Si è rinnovata l’antica tradizione: pellegrini in marcia fino al convento di Sant’Angelo d’Ocre
MONTICCHIO. Si è ripetuta a Monticchio la storica processione in onore del Beato Timoteo. Si tratta di un rito unico nel panorama delle feste patronali del circondario aquilano. I fedeli, dopo la messa delle 8, si caricano sulle spalle la statua del Beato e la portano, scortata dagli stendardi e dalla banda musicale, lungo un sentiero che da Monticchio arriva al convento di Sant’Angelo d’Ocre dove il Beato morì e dove riposano le sue spoglie. Portare statua e stendardi, lungo un percorso non facile, è molto faticoso (fra andata e ritorno sono circa tre ore di cammino), ma a Monticchio la tradizione viene mantenuta e spesso la processione è stata fatta anche con condizioni meteorologiche non favorevoli. Stavolta, nonostante il cielo “imbronciato”, non c’è stata pioggia e tutto si è svolto regolarmente. A guidare la processione il parroco don Cesare Cardozo Piña, che ha celebrato la messa nel “convento dei frati” di Sant’Angelo d’Ocre.
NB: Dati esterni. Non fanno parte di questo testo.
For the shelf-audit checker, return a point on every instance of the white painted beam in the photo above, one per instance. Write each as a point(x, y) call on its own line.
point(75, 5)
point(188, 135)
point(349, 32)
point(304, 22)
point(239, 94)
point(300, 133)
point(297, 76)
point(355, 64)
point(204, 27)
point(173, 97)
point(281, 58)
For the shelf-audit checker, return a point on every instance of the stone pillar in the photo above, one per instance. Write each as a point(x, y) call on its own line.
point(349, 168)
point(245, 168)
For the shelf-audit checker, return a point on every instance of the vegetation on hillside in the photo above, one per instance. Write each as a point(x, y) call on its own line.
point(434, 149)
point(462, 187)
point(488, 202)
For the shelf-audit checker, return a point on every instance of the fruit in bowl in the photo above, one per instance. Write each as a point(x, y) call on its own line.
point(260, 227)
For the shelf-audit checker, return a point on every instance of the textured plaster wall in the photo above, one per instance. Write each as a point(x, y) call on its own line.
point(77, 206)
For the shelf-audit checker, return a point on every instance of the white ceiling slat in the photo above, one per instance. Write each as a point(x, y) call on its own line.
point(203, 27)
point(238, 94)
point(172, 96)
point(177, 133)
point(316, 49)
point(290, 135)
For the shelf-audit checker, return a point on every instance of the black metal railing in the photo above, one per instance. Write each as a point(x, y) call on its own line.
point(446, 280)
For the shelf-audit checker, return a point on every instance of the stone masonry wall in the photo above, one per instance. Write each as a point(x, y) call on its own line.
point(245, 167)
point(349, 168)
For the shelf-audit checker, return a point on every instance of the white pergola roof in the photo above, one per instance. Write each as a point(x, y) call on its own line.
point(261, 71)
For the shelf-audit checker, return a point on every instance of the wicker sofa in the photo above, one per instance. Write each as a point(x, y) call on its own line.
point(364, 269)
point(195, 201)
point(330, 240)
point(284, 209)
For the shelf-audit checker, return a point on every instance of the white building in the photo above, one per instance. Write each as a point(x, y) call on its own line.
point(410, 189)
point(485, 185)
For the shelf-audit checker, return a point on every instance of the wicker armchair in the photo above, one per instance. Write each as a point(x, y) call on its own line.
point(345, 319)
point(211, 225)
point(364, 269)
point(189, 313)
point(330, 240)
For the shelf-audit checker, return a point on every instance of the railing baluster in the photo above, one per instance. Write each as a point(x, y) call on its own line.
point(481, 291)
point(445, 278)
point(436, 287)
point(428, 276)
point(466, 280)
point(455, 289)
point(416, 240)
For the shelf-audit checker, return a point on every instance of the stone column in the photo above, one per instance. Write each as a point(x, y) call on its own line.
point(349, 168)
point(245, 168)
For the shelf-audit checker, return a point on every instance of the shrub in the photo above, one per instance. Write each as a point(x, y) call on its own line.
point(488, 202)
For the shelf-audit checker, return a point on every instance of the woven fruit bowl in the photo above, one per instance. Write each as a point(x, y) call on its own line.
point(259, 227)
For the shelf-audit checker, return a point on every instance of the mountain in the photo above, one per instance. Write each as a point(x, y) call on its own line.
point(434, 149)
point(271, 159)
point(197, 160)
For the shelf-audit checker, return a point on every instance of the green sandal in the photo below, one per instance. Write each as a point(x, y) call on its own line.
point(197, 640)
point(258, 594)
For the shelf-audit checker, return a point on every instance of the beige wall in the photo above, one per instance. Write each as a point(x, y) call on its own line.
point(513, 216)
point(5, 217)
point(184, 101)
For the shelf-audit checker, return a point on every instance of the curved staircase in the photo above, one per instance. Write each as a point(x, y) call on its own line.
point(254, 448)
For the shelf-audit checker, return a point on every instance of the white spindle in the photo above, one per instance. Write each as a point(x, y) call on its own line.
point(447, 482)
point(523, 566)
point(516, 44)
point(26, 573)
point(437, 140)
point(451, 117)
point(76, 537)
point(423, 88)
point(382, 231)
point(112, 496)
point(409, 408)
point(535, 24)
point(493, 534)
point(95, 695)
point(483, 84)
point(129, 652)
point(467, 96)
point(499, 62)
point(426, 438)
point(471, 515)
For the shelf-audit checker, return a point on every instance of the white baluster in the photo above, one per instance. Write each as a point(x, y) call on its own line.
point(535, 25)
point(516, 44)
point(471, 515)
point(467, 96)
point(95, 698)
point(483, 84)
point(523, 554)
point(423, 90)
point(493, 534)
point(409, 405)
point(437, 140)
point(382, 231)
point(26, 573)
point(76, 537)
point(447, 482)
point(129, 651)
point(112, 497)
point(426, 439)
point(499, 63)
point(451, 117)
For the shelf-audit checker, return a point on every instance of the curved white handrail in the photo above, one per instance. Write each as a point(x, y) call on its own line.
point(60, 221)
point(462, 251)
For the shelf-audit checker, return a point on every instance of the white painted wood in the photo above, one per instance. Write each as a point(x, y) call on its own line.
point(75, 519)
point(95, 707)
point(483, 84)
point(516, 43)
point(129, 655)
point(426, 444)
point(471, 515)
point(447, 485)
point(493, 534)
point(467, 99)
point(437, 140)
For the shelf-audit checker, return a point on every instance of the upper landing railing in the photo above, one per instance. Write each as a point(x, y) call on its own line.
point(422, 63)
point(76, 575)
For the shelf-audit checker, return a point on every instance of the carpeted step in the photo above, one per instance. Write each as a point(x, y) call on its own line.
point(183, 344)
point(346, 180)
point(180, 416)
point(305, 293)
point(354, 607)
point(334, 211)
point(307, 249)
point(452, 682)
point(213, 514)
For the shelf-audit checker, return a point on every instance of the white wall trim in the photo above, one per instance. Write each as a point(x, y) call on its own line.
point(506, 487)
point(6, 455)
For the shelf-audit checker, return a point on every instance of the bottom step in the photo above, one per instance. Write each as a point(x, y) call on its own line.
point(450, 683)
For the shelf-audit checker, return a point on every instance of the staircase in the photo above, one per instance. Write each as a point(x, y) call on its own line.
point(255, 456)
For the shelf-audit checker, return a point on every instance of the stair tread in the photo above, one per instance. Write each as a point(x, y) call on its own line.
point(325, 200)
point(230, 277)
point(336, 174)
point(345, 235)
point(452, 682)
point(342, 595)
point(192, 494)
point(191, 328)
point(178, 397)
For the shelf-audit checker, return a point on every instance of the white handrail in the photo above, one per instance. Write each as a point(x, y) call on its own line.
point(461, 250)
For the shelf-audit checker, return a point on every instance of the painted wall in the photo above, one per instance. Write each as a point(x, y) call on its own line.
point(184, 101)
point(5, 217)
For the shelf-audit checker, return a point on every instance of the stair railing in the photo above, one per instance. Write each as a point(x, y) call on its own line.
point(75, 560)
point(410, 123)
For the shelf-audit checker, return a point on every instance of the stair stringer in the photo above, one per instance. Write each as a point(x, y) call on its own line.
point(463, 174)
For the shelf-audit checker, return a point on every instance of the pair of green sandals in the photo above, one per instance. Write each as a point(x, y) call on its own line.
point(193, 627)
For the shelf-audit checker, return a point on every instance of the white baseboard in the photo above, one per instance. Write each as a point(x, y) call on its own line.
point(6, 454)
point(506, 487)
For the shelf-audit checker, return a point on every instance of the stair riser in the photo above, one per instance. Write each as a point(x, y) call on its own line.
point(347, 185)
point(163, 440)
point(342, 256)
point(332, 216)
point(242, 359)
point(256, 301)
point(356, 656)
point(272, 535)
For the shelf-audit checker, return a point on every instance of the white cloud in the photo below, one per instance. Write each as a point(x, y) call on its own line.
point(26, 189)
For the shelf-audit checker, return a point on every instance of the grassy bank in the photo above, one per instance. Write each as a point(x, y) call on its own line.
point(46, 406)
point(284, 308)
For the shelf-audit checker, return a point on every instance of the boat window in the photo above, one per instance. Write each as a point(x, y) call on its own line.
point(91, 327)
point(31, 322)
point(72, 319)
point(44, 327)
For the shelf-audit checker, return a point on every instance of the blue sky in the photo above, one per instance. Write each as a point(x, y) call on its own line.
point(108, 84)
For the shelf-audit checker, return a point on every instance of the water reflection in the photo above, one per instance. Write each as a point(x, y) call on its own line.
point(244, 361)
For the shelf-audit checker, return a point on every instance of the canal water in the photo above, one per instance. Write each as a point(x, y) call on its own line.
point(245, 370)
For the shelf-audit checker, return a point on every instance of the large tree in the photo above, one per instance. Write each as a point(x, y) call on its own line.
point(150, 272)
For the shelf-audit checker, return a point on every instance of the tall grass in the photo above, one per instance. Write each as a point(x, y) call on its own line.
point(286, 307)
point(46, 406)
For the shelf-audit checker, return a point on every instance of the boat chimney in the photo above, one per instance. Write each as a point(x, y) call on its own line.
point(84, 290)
Il beato Timoteo nacque nel 1444 a Monticchio in una famiglia contadina. Giovanissimo entrò nell’Ordine francescano dei frati minori, dove studiò e fu ordinato sacerdote. Dopo l’ordinazione fu mandato a Campli, nella zona di Teramo, con l’incarico di maestro dei novizi. La sua vita fu un susseguirsi di fenomeni mistici perché ebbe frequenti visioni della Beata Vergine e del santo fondatore Francesco d’Assisi; di lui fu detto che la sua vita fu più celestiale che terrena. Da Campli fu trasferito al convento di Sant’Angelo d’Ocre dove morì il 22 agosto 1504. Per la sua fama di santità gli venne tributato il titolo di Beato che fu confermato ufficialmente il 10 marzo 1870 da Papa Pio IX. Ieri a Monticchio si è tenuta la festa dedicata a San Pasquale Baylon, caratterizzata da numerosi appuntamenti sia civili sia religiosi. In calendario anche la 19ª edizione dell’estemporanea di pittura “Barbara Scimia” organizzata dall’Associazione culturale “La Fiaccola”, le celebrazioni religiose, la deposizione della corona ai Caduti, lo spettacolo musicale. (g.p.)